Maduro will dennoch keine Zweifel daran aufkommen lassen, wer der wahre Oberbefehlshaber der Nationalen Bolivarischen Streitkräfte ist. So besuchte er am Sonntag unter anderem die 41. Brigade in der Kaserne Paramacay. Bei einer Übung lief der Staatschef dabei im Laufschritt an der Seite von Verteidigungsminister Vladimir Padrino durch die Kaserne. Er fuhr ein Militärboot und zeigte sich auf einer Marinebasis Arm in Arm mit Soldaten. „Immer loyal, niemals Verräter“, lautete der Ruf der Soldaten.

„Heikle Angelegenheit“

Nach Aussage von Guaido führe auch die Opposition Gespräche mit Militärs und zivilen Regierungsvertretern. „Das ist eine sehr heikle Angelegenheit, bei der es auch um die persönliche Sicherheit geht. Wir treffen sie, aber diskret“, sagte Guaido in einem Interview der „Washington Post“.

Umstrittene Wiederwahl

Nicolas Maduro wurde am 10. Jänner vor dem obersten Wahlgericht für seine zweite Amtszeit vereidigt. Laut amtlichen Ergebnissen erreichte der Nachfolger des 2013 verstorbenen Hugo Chavez bei der Wahl im Mai 2018 68 Prozent. So wie die Opposition erkennen auch die EU, die USA und viele lateinamerikanische Länder das Ergebnis nicht an.
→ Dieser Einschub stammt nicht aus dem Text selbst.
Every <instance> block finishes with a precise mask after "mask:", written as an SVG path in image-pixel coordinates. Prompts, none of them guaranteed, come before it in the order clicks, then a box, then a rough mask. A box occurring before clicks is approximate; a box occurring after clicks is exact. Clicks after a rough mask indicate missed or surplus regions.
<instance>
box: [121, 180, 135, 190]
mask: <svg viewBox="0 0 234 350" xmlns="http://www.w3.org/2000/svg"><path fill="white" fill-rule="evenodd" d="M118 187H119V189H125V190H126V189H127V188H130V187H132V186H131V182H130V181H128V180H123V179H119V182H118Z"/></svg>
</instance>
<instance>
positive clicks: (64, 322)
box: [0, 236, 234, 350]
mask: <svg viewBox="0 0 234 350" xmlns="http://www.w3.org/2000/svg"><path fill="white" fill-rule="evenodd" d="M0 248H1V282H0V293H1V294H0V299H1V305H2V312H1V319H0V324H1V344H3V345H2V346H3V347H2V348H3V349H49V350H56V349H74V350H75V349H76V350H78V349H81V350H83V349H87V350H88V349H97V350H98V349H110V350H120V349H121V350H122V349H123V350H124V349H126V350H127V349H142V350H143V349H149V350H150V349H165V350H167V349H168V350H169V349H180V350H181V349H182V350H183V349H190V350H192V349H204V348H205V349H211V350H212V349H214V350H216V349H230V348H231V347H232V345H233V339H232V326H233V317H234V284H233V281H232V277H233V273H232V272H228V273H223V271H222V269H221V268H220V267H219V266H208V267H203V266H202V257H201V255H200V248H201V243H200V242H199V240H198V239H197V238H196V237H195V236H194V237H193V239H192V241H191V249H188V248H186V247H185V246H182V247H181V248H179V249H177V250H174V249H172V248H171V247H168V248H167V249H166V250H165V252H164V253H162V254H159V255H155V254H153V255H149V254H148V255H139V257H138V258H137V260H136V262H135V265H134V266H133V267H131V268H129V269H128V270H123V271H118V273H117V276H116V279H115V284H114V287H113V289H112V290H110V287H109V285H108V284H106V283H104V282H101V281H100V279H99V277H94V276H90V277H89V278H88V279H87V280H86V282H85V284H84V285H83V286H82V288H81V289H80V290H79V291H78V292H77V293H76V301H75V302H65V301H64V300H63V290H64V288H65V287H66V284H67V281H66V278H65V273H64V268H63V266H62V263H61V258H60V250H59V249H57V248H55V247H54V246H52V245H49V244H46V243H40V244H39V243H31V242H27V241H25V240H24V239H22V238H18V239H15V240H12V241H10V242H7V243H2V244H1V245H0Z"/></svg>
Offen unterstützt wird Guaido neben etlichen lateinamerikanischen Ländern unter anderem von den USA. Weil die USA ihn umgehend anerkannten, brach Maduro die diplomatischen Beziehungen zu Washington ab und forderte US-Diplomaten zum Verlassen des Landes auf.

Der Nationale Sicherheitsberater von US-Präsident Donald Trump, John Bolton, warnte am Sonntag mit scharfen Worten vor Gewalt gegen die Opposition oder US-Diplomaten in Venezuela. Jede Form von Gewalt oder Einschüchterungen gegen US-Diplomaten, Guaido oder das von der Opposition dominierte Parlament wären ein „schwerer Anschlag auf den Rechtsstaat“ und hätten eine „signifikante Antwort“ Washingtons zur Folge, schrieb Bolton auf Twitter

Auch Israel und Australien hinter Guaido

Am Sonntag und Montag stellten sich auch Israel und Australien hinter Guaido. Israels Regierungschef Benjamin Netanjahu sagte in einem Onlinevideo, er erkenne „die neue Führung in Venezuela“ an. Australiens Außenministerin Marise Payne sagte, ihr Land erkenne Guaido bis zu Neuwahlen als Interimspräsidenten an und unterstütze ihn. Sie forderte einen „Übergang zur Demokratie in Venezuela so bald wie möglich“. Wichtig sei eine „friedliche Lösung“ des Konflikts.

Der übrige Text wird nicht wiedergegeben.